Set during the French Revolution, Sophia plays Catherine Sans-Gêne, a laundress who works in the streets. There, she cleans the shirts of one Lieutenant Napoleon (Julien Bertheau) and ends up falling in love with the handsome rebel Lefebvre (Robert Hossein).
Madame Sans-Gêne (1962) Directed by Christian-Jaque starring Sophia Loren and Robert Hossein
Set during the French Revolution, Sophia plays Catherine Sans-Gêne, a laundress who works in the streets, her low-cut white blouse soaked with soapy water. There, she cleans the shirts of one Lieutenant Napoleon (Julien Bertheau) and ends up falling in love with the handsome rebel Lefebvre (Robert Hossein) when his battalion takes over her laundromat for their battlestation. The smitten Sans-Gêne chases Lefebvre across the Italian battlefields and then to the royal court, where her free will and compulsion for self-expression could cost them everything. The couple perform a deed of heroism which abets Napoleon’s victory, so that after the war the grateful Emperor bestows on the now married couple the title of Duke and Duchess. Catherine squabbles with Napoleon’s haughty sisters, scandalizes the nobility with her lack of courtly manners, flirts with the men – and consistently creates havoc as she remains true to her earthy background.
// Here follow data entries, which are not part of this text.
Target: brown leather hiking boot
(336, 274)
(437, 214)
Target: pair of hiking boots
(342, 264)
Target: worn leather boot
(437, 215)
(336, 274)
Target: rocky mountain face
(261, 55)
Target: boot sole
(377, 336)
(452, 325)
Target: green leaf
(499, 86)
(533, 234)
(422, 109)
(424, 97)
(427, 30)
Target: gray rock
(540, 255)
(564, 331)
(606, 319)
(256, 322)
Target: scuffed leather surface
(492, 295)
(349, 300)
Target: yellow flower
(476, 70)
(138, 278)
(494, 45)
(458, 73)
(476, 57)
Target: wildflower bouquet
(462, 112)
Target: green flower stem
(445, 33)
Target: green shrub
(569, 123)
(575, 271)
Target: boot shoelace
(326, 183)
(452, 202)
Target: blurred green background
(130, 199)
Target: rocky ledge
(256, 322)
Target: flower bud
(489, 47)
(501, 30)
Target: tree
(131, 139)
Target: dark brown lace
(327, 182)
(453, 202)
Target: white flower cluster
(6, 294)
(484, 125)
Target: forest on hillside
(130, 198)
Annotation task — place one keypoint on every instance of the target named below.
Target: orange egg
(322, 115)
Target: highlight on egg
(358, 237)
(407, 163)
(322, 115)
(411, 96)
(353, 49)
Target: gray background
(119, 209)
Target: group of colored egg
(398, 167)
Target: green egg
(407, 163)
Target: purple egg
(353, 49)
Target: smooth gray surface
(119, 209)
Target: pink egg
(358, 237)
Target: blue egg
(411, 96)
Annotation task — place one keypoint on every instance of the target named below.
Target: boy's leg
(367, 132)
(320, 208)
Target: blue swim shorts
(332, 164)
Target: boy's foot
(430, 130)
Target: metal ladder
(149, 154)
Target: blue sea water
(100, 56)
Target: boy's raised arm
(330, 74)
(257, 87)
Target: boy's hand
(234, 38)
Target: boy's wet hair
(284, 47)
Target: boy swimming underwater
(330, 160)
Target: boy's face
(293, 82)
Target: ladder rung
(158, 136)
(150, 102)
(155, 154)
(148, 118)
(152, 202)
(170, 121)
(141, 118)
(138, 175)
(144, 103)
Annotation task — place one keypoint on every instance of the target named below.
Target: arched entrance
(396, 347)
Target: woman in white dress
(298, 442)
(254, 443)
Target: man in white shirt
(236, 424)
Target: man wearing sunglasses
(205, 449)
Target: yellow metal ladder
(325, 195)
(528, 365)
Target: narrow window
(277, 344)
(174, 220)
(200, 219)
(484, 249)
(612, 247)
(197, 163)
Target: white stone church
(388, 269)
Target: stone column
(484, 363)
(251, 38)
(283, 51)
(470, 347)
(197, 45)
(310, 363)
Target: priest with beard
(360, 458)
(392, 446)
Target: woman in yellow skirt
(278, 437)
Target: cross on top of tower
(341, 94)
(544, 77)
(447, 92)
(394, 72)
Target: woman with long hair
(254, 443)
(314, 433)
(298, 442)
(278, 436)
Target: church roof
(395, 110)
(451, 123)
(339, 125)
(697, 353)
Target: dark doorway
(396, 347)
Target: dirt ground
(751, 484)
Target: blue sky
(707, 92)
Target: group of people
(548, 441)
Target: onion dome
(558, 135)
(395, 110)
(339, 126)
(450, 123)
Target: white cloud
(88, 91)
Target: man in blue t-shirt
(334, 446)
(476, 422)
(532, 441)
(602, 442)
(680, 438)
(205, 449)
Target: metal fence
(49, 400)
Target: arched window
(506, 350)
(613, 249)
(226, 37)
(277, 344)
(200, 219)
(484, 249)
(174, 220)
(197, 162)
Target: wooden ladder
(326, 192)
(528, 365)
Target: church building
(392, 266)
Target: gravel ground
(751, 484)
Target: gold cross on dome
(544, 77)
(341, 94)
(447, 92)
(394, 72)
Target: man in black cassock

The light-hearted pseudo-history lesson appears to be tailor-made as a Sophia Loren vehicle. Director Christian-Jaque holds out as long as he can from dressing his star in anything with a high neck, only raising the bustline when Sans-Gêne has her Eliza Doolittle transformation to serve the emperor. It’s actually a welcome change, because it lets us see that Loren is as beautiful as she is sexy. Her animated performance, where she plays the spicy Italian even when she’s supposed to be French, also shows that her personality has a lot to do with her sex appeal. Madame Sans-Gêne spends most of her time in this picture hanging with the men, and her comfort amongst them makes her spitfire mannerisms all the more attractive. She’s a woman among the boys.